Welcome to my first search engine! This project showcases my skills as a full-stack developer through a search engine application for hemmingway texts. Below, you'll find instructions on how to set up both the backend RESTful API and the frontend React app, along with other relevant project details.
This app can allow users to search words from the corpus of text, create new words, update existing words, and delete words.
Follow the steps below to set up and run both the backend and frontend components of the search engine application.
Begin by cloning this repository and navigating into the project directory:
git clone https://github.com/Duncan-Wood/Hemmingway-Search-Engine.git
cd FullStackDeveloperChallenge
Prerequisites Before you begin, make sure you have Python3 installed on your system.
Create the Virtual Environment Navigate to the backend directory and set up a virtual environment:
cd Backend
python3 -m venv search-engine-venv
source search-engine-venv/bin/activate # On macOS and Linux
# For Windows Command Prompt:
# search-engine-venv\Scripts\activate
# For Windows PowerShell:
# search-engine-venv\Scripts\Activate.ps1
Install the dependencies Install the required dependencies for the backend API:
pip install -r requirements.txt
Run the API Navigate to the search engine Flask app and run the API:
cd search-engine-flask
./bootstrap.sh
The bootstrap.sh script prepares the environment and executes the Flask application, making it accessible on all network interfaces.
Open the API in browser
Access the API's home page in your browser by visiting the API Home Page
The home page provides direct links to various API endpoints, making it easy for users to explore and understand the functionalities offered by the API.
Prerequisites Before you start, ensure that you have Node.js installed on your system.

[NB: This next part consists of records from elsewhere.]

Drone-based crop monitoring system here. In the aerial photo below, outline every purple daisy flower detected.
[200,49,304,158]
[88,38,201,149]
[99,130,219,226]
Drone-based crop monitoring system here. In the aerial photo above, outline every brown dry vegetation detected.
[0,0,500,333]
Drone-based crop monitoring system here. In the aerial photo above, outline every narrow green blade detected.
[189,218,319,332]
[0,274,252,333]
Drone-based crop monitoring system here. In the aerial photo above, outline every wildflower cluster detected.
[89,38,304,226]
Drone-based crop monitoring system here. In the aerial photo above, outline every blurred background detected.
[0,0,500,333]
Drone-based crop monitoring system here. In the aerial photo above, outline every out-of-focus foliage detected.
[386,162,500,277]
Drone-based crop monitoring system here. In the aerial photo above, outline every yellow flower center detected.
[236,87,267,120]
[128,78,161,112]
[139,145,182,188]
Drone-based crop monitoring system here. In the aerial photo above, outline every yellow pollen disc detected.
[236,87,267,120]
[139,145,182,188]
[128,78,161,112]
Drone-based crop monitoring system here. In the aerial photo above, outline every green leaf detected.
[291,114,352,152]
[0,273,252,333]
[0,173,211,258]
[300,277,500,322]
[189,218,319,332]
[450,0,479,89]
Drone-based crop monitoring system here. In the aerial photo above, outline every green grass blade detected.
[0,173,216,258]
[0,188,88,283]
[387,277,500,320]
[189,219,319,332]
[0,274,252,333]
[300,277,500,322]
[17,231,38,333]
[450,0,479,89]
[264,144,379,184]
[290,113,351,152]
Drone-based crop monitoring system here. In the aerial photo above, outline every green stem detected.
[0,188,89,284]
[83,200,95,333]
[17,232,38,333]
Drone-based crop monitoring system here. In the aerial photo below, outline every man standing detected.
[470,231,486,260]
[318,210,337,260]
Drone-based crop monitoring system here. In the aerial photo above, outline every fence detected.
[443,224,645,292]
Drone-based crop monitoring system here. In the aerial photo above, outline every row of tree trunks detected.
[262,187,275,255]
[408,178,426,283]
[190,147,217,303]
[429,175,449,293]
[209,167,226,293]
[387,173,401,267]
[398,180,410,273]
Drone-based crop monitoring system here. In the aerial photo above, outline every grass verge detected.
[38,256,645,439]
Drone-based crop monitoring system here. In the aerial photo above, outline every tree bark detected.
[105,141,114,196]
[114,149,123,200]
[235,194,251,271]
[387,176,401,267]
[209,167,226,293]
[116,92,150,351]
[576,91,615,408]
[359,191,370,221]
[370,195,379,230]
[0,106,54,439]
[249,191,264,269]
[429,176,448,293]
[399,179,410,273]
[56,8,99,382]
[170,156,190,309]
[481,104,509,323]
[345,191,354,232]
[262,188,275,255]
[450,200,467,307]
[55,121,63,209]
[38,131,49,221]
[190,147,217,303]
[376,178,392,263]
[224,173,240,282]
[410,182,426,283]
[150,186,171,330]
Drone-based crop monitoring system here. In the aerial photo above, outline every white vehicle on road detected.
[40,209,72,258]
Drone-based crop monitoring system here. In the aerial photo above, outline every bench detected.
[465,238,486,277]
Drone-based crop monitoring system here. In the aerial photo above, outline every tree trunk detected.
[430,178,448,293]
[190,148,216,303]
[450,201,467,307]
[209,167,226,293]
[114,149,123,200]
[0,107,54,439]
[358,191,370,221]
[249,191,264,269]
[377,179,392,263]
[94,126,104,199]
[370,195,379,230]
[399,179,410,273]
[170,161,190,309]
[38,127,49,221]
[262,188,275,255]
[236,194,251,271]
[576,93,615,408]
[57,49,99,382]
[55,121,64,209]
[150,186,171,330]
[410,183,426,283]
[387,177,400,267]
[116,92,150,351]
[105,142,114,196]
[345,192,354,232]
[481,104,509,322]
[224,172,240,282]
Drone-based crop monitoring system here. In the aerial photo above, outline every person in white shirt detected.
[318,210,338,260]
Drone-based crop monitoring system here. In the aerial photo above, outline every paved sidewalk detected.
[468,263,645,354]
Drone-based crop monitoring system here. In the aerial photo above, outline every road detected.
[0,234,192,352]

Navigate to the Frontend folder Open a separate terminal window and navigate to the frontend app's directory:
cd Frontend/search-engine-app
Install Dependencies using NPM Install the necessary dependencies for the frontend app:
npm install
Run the App Start the development server to run the frontend app:
npm start
This will automatically open the app in your default web browser. Alternatively, you can access the app at here
Frontend
- React: A JavaScript library for building user interfaces.
- axios: A promise-based HTTP client for making requests to the backend.
- pspdfkit: Used for displaying PDF documents.
Backend
- Flask: A lightweight web framework for building APIs.
- Flask-Cors: Enables Cross-Origin Resource Sharing (CORS) support in Flask applications.
- Gensim: A Python library for topic modelling, document indexing and similarity retrieval with large corpora.
- Word2Vec: A pre-trained model for generating word embeddings.
- NumPy: A fundamental package for scientific computing with Python.
- Currently, the similar word only works if at least one instance of the searched word is found in the corpus. This should be an easy fix when I can update my pkl file.
- When similar sentances are returned in the results, the correlating similar word is not highlighted, only the matching word.
- Currently, the API does not interact with the actual pdf. In the future, I would like to add the ability to see results in the pdf, and directly alter the pdf when CRUD is used.
- Add the ability to see results in the pdf, and directly alter the pdf when CRUD is used.
- Improve robustness of similarity search.
- Add tests
- The pspdfkit watermark can be removed with purchase.
- The hemingway-clean file is used to restore the corpus to its original state. This is useful if you want to start over with a new corpus.
- The pdf file is used for PSDFKit and is not used by the API.